Le préfet de la Martinique a décrété vendredi 20 septembre l'interdiction des « manifestations, attroupements et autres rassemblements revendicatifs » à Fort-de-France et dans trois autres communes de l'île jusqu'à lundi matin, après plusieurs nuits de violences urbaines.
Les tensions, qui sont vives depuis plusieurs jours, s'inscrivent dans un contexte de mouvement contre la vie chère lancé début septembre en Martinique. « Sauf dérogation expresse accordée par les sous-préfets d'arrondissements, les manifestations, attroupements et autres rassemblements revendicatifs sont interdits sur la voie publique et les voies privées ouvertes à la circulation du public », dispose l'arrêté signé par le préfet Jean-Christophe Bouvier.
Cette interdiction concerne les communes de Fort-de-France, du Lamentin, de Ducos et du Robert. Il court du vendredi 20 septembre à 18h heure locale jusqu'au lundi 23 septembre 08h, est-il encore indiqué dans cet arrêté. Depuis mercredi soir, certains quartiers de Fort-de-France et du Lamentin, commune limitrophe, sont soumis à un couvre-feu, de 21h à 05h, jusqu'à lundi.
Malgré le couvre-feu partiel, la nuit de jeudi à vendredi a de nouveau été « agitée », a précisé la préfecture, évoquant trois barrages « érigés et enflammés au Lamentin » et huit dans le sud de l'île. Quatre personnes ont été interpellées.
Des prix alimentaires 40% plus élevés que dans l'Hexagone
Pour justifier l'interdiction de manifestation, le représentant de l'État en Martinique, a invoqué, dans un communiqué, une mesure destinée à « faire cesser les violences et dégradations commises en réunion, mais aussi les nombreuses entraves à la vie quotidienne et à la liberté de circuler qui pénalisent l'ensemble de la population, notamment pendant le week-end ».
Toutefois, « les manifestations revendicatives régulièrement déclarées auprès des autorités compétentes continueront de pouvoir se dérouler », a ajouté la préfecture.

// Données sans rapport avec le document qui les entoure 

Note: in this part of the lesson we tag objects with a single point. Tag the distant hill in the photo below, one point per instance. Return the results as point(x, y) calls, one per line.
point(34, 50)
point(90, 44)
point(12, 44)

Elle a également annoncé l'organisation, « dans les prochains jours » d'une nouvelle table ronde sur le thème de la vie chère avec l'ensemble des acteurs, « élus, pouvoirs publics, acteurs économiques et associatifs », sans donner de date précise.
Le différentiel des prix entre DROM et l’hexagone est considérable, selon les données de l'Insee en 2022 : +16% en Guadeloupe, +14% en Martinique ou encore +9% à La Réunion. Le fossé est encore plus marqué concernant l'alimentaire, avec des prix 40% plus élevés en Martinique. Sur l’île d’environ 350 000 habitants, 44 300 ménages se situaient en 2020 sous le seuil de pauvreté, soit 27% de la population. Un taux plus élevé d'environ 12 points qu'en France hexagonale, selon l'Insee.
L'octroi de mer est au cœur des critiques. Cette taxe spécifique s'applique aux importations en Guadeloupe, Guyane, Martinique, Mayotte et La Réunion. Elle « sert théoriquement à protéger la production locale pour autonomiser ces territoires, et surtout à financer les collectivités locales », explique Frédéric Ducarme, secrétaire général de la chaire Outre-mer de Sciences Po.
« Mais lorsque les taux d'octroi de mer s'appliquent à des produits d'importation qui n'ont pas leur équivalent localement, on aboutit à des situations absurdes. Les gens ont besoin d'acheter des produits importés qui sont ceux qui coûtent le plus cher », observe Ivan Odonnat, président de l'Iedom, l'organe de la Banque de France dans les territoires d'Outre-mer.
En 2022, selon la Cour des comptes, cette taxe a généré 1,64 milliard d'euros de recettes pour les cinq DROM, apportant notamment 32% des ressources des communes. Revers de la médaille, cette imposition dope les prix. Bien qu'il n'en soit pas la seule cause, « l'octroi de mer participe de façon significative » à la cherté de la vie, notait le patron de la Cour, Pierre Moscovici.
Les situations de monopoles en Outre-mer sont aussi souvent pointées du doigt. En août 2023, alors en visite en Polynésie, l’ancien ministre de l’Intérieur et des Outre-mer, Gérald Darmanin, avait annoncé une mission sur les monopoles en Outre-mer, pilotée par l’ancien ministre délégué Philippe Vigier. Celle-ci n’a finalement pas aboutie, entre le remaniement du début d’année, puis la dissolution et les législatives anticipées au début de l’été, et l’attente d’un nouvel exécutif.